In conclusion, the demonstrated mathematical equivalence of a network's largescale and local, subgraphbased structure underscores the need to understand the properties and evolution of cellular networks as fully integrated systems, where the achievable local changes are inherently intertwined with the network's global organization. Also, the interdependence between the local and global architecture is by no means limited to cellular networks but is expected to apply to all networked systems, from the World Wide Web to transportation and social networks (8–12, 33). Indeed, preliminary results indicate that the analysis described here can be successfully carried out for the Internet topology and other networks (12, 34, 35) and may have an impact on our understanding of cycles in complex networks as well (36, 37) (A.V., J. G. Oliveira, and A.L.B., unpublished work).
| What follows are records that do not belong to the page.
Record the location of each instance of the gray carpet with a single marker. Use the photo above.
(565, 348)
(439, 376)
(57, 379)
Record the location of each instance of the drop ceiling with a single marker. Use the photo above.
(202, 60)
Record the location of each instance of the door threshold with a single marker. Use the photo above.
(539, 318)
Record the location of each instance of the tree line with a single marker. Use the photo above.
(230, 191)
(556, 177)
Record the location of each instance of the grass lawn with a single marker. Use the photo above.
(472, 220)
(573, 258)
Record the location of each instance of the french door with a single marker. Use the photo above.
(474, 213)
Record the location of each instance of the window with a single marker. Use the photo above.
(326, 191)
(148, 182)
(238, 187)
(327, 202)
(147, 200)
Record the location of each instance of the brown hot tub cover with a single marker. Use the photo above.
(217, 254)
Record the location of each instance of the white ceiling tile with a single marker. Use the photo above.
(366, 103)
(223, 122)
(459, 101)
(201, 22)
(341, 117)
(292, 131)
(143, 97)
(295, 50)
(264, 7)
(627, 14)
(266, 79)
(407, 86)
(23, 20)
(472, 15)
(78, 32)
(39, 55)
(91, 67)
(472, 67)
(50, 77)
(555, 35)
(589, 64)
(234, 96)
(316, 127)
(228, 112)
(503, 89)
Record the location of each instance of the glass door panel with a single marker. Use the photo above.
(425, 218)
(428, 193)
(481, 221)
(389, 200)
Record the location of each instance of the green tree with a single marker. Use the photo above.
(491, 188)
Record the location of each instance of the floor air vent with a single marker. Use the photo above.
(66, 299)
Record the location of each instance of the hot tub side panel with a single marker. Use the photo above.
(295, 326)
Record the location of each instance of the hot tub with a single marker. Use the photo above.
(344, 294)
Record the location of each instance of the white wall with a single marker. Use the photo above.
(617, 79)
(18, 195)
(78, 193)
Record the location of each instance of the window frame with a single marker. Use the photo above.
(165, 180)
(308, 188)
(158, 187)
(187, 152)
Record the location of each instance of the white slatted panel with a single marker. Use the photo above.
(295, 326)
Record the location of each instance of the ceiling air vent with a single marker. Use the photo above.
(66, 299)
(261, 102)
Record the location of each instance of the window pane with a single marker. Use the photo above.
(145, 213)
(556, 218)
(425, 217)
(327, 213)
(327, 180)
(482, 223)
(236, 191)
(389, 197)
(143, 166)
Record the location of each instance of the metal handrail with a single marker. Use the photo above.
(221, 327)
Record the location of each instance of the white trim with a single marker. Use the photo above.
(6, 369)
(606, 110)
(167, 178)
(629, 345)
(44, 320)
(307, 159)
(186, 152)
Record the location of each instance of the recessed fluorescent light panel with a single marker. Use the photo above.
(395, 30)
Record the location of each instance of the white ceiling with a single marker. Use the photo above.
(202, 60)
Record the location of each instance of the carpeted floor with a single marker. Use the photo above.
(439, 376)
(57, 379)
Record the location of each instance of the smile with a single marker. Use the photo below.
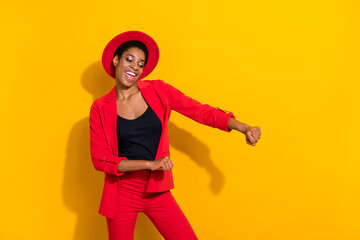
(130, 73)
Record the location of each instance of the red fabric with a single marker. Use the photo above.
(162, 98)
(161, 208)
(108, 53)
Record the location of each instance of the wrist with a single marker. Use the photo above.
(148, 164)
(243, 128)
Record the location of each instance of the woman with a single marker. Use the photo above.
(129, 139)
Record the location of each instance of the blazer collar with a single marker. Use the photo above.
(111, 96)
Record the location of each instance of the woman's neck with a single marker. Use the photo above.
(125, 93)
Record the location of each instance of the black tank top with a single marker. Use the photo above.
(138, 139)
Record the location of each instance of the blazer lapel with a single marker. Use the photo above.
(110, 119)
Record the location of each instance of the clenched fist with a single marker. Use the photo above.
(252, 135)
(162, 164)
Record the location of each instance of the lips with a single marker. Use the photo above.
(130, 75)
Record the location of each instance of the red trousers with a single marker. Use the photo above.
(161, 208)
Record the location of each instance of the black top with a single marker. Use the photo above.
(138, 139)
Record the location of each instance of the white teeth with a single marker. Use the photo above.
(131, 73)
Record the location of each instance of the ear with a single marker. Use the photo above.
(115, 60)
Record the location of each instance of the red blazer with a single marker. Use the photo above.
(162, 98)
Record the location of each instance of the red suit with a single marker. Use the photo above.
(162, 98)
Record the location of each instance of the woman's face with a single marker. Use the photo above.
(130, 66)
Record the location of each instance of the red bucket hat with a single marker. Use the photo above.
(111, 47)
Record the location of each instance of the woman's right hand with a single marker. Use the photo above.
(161, 164)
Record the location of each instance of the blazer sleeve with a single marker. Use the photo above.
(202, 113)
(101, 154)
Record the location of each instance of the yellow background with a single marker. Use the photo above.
(290, 67)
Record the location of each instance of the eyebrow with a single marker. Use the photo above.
(134, 56)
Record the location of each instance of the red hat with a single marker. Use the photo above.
(111, 47)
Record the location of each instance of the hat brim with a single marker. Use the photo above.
(111, 47)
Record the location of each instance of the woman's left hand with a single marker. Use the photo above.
(252, 135)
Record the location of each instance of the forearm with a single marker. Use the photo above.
(237, 125)
(133, 165)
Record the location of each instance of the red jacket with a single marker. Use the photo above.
(162, 98)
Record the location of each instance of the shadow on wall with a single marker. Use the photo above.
(82, 184)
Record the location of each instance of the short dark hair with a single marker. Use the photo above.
(129, 44)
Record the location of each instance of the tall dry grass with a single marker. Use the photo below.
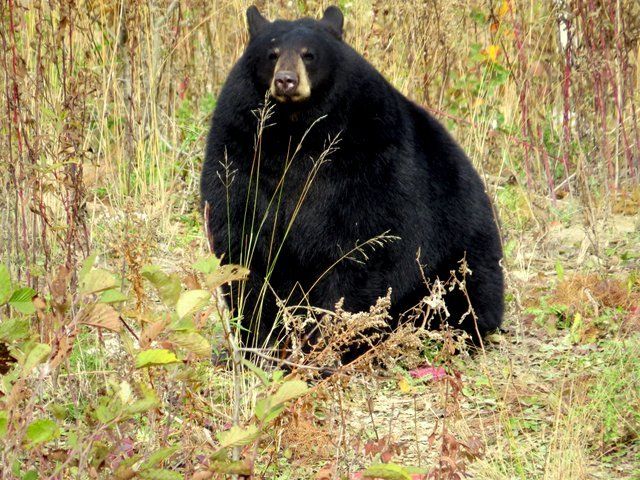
(105, 104)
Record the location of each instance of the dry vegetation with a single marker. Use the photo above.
(106, 358)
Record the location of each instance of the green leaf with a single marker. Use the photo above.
(41, 431)
(30, 475)
(22, 300)
(237, 436)
(14, 329)
(37, 354)
(96, 281)
(87, 265)
(145, 404)
(4, 423)
(159, 474)
(240, 467)
(207, 265)
(160, 356)
(168, 286)
(158, 456)
(387, 471)
(190, 301)
(112, 296)
(270, 407)
(5, 284)
(257, 371)
(226, 274)
(559, 271)
(105, 413)
(192, 342)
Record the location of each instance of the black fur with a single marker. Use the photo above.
(395, 170)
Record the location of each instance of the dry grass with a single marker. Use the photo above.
(104, 107)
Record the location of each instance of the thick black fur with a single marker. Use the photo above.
(395, 170)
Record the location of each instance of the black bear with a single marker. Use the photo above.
(312, 152)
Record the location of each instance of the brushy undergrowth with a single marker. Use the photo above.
(116, 359)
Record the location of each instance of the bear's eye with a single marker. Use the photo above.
(307, 56)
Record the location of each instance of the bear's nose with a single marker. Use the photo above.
(286, 82)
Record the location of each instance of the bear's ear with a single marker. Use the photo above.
(255, 20)
(333, 19)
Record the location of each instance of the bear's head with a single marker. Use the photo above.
(293, 60)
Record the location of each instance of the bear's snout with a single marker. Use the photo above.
(286, 83)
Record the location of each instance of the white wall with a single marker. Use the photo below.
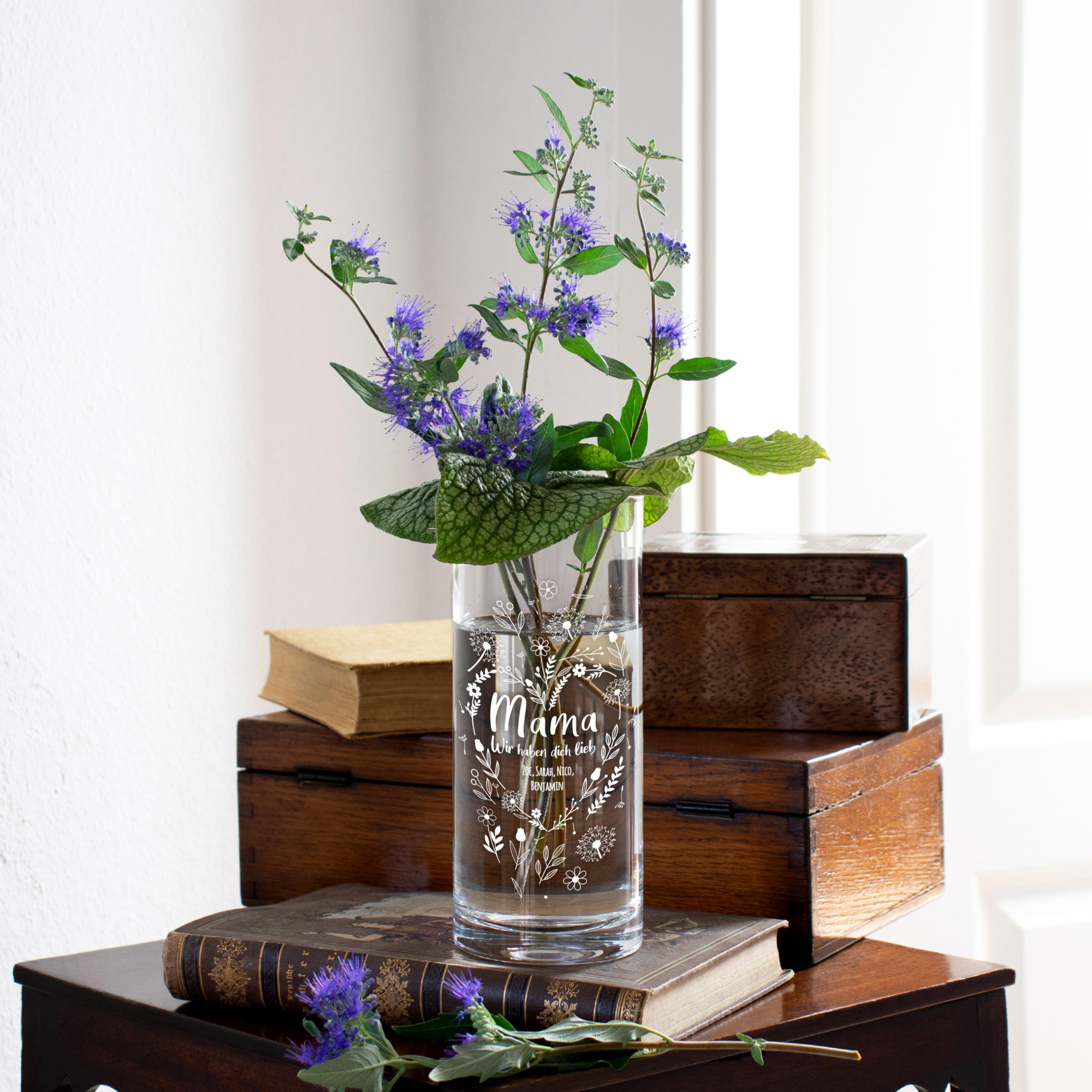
(180, 468)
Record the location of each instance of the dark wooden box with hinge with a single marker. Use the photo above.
(838, 833)
(787, 633)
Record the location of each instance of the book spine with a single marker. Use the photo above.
(269, 976)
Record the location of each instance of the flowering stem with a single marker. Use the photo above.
(352, 300)
(550, 243)
(671, 1044)
(648, 258)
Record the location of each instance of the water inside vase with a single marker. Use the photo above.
(548, 788)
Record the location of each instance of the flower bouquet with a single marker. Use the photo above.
(543, 525)
(350, 1050)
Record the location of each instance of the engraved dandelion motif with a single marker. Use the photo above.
(596, 844)
(618, 692)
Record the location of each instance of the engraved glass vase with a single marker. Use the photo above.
(548, 750)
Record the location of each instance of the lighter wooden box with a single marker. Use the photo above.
(839, 834)
(787, 633)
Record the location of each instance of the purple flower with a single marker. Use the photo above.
(670, 247)
(672, 334)
(408, 323)
(339, 998)
(576, 231)
(360, 254)
(521, 304)
(517, 216)
(575, 316)
(470, 342)
(467, 989)
(505, 431)
(554, 145)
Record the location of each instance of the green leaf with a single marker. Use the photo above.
(483, 515)
(527, 252)
(410, 514)
(536, 170)
(484, 1060)
(654, 200)
(633, 252)
(584, 349)
(618, 443)
(666, 474)
(587, 542)
(628, 420)
(360, 1067)
(341, 269)
(440, 1029)
(556, 111)
(577, 1030)
(568, 435)
(620, 371)
(652, 153)
(594, 260)
(656, 508)
(542, 453)
(778, 454)
(496, 327)
(699, 367)
(587, 457)
(370, 391)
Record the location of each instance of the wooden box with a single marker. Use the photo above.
(802, 633)
(840, 834)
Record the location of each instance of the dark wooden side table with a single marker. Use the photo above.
(917, 1017)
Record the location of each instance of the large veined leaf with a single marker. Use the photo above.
(666, 474)
(483, 515)
(586, 457)
(556, 111)
(779, 454)
(410, 514)
(568, 435)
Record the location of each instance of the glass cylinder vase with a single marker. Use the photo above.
(549, 750)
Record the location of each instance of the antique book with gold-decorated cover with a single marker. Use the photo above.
(692, 969)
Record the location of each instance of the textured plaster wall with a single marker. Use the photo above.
(180, 468)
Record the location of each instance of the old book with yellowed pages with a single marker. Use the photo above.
(692, 969)
(365, 680)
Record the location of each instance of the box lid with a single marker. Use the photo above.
(709, 771)
(871, 566)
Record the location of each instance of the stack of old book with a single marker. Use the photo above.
(788, 734)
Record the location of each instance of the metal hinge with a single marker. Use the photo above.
(718, 810)
(311, 776)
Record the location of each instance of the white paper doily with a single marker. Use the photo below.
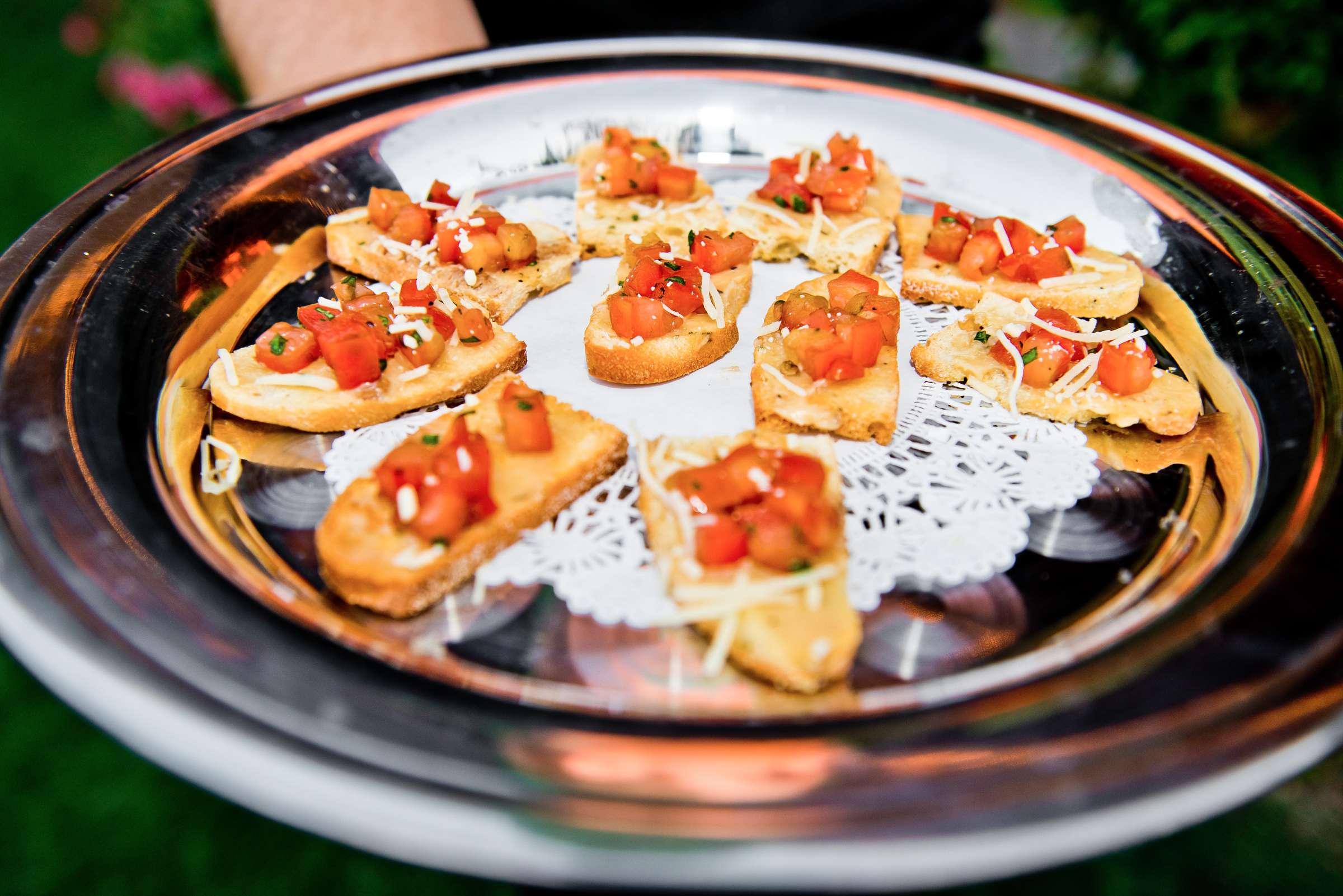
(943, 504)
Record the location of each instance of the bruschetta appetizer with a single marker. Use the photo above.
(465, 248)
(458, 491)
(825, 360)
(838, 214)
(1049, 364)
(957, 258)
(749, 533)
(364, 357)
(632, 186)
(668, 315)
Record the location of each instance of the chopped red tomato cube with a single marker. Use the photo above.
(716, 254)
(527, 425)
(287, 349)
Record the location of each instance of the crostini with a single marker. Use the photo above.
(955, 258)
(838, 214)
(458, 491)
(827, 361)
(749, 533)
(465, 248)
(1049, 364)
(630, 187)
(669, 315)
(364, 357)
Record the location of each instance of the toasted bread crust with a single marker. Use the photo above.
(355, 246)
(460, 371)
(1169, 407)
(603, 224)
(777, 643)
(696, 344)
(927, 280)
(861, 409)
(359, 537)
(858, 250)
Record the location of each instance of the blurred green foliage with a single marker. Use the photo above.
(1264, 77)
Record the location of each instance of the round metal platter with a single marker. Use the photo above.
(1158, 654)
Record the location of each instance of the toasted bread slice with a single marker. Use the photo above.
(360, 247)
(1169, 407)
(696, 344)
(460, 371)
(793, 639)
(1112, 294)
(787, 400)
(359, 538)
(603, 223)
(853, 240)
Therefore, although there appears to be significant freedom in the evolution (and subsequent function) of various complex networks, the kind and abundance of local interaction patterns are uniquely characterized by their two global parameters, raising intriguing questions about the role of local, individual events in shaping a network's overall behavior.
Acknowledgments
We thank G. Balázsi for comments on the manuscript. Research at the University of Notre Dame and Northwestern University was supported by grants from the U.S. Department of Energy, the National Institutes of Health, and the National Science Foundation. Part of this work was supported by the Fonds National Suisse.
Footnotes

↵¶ To whom correspondence should be addressed. Email: alb{at}nd.edu.

This paper was submitted directly (Track II) to the PNAS office.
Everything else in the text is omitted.